Rassegna pubblicata il 27/10/2025

RASSEGNA NOTIZIE

43 2025

Articolo n°5

L’OBESITA’, UNA MALATTIA SOCIALE: AL VIA LA LEGGE PER PREVENZIONE, CURA E INCLUSIONE NEI LUOGHI DI LAVORO


Sommario

L’obesità è riconosciuta, dalla nuova legge in vigore dal 24 ottobre 2025, come una malattia progressiva e recidivante, strettamente correlata ad altre patologie di rilevante interesse sociale, quali diabete, malattie cardiovascolari, disturbi articolari e metabolici. Non si tratta dunque soltanto di una condizione estetica, ma di una vera e propria malattia cronica che richiede prevenzione, cura e sostegno continuo.

L’obiettivo della legge è quello di tutelare la salute pubblica e migliorare la qualità della vita delle persone affette da obesità, promuovendo al contempo comportamenti e ambienti favorevoli a uno stile di vita sano.

A tal fine, viene istituito un programma nazionale di prevenzione e cura dell’obesità, sostenuto dal Servizio sanitario nazionale e finanziato con risorse specifiche destinate alle Regioni per interventi mirati.

Tra le principali linee di azione, che possono interessare il datore di lavoro, figurano:

-La promozione dell’allattamento al seno (art. 3, lettera b), riconosciuto come un fattore fondamentale nella prevenzione dell’obesità infantile. Il latte materno rappresenta il nutrimento ideale nei primi mesi di vita e, secondo le raccomandazioni dell’OMS, andrebbe garantito almeno fino al sesto mese di età. La legge incoraggia la creazione di ambienti lavorativi che favoriscano la continuità dell’allattamento, sostenendo le madri nel conciliare maternità e lavoro.

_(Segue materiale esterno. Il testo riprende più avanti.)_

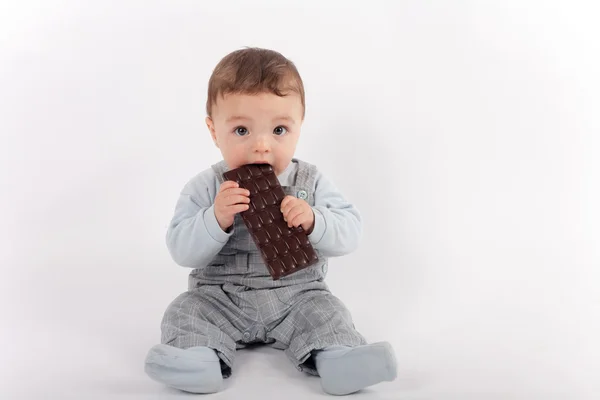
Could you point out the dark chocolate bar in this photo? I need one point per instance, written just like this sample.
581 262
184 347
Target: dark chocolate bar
284 250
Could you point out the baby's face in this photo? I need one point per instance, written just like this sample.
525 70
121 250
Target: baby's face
261 128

-L’inclusione sociale e lavorativa delle persone con obesità (art. 3, lettera d), attraverso misure che ne agevolino la partecipazione alle attività scolastiche, professionali e sportive. L’obesità, infatti, può incidere non solo sulla salute fisica, ma anche sul benessere psicologico e sulla piena integrazione nella vita sociale e lavorativa. Garantire pari opportunità e ambienti inclusivi è parte integrante della strategia di prevenzione e cura.

È importante osservare che la legge, pur menzionando il ruolo del datore di lavoro nella promozione di ambienti inclusivi e sani, non introduce obblighi immediati e specifici a suo carico.

L’impianto normativo ha una natura principalmente di principio e di promozione, volta a incoraggiare comportamenti virtuosi e politiche di prevenzione condivise.

Gli interventi operativi e gli eventuali obblighi puntuali per i datori di lavoro — ad esempio in materia di adattamento dei luoghi di lavoro, formazione o sorveglianza sanitaria — saranno verosimilmente disciplinati da successivi provvedimenti.

In questa fase, dunque, la legge rappresenta soprattutto un quadro di indirizzo generale, finalizzato a sensibilizzare e orientare istituzioni, aziende e cittadini verso una maggiore consapevolezza del problema dell’obesità come questione sociale e sanitaria.

Il Legislatore punta alla sensibilizzazione della popolazione mediante campagne di informazione coordinate dal Ministero della Salute (art. 5), con il coinvolgimento di medici, pediatri, scuole, farmacie e reti socio-sanitarie locali. Queste campagne mirano a diffondere conoscenze pratiche per una corretta alimentazione, la lotta alla sedentarietà e la promozione dell’attività fisica.

La prevenzione dell’obesità non è quindi solo una questione sanitaria, ma anche un investimento sociale e produttivo: ridurre la diffusione di questa patologia significa diminuire l’incidenza di malattie croniche correlate, migliorare la qualità della vita dei cittadini e promuovere ambienti di lavoro più sani, attivi e sostenibili.

La nuova legge riconosce l’obesità come una sfida complessa che richiede una risposta coordinata tra istituzioni, famiglie, scuola, mondo del lavoro e sanità, con un approccio basato sulla prevenzione, sull’inclusione e sulla consapevolezza.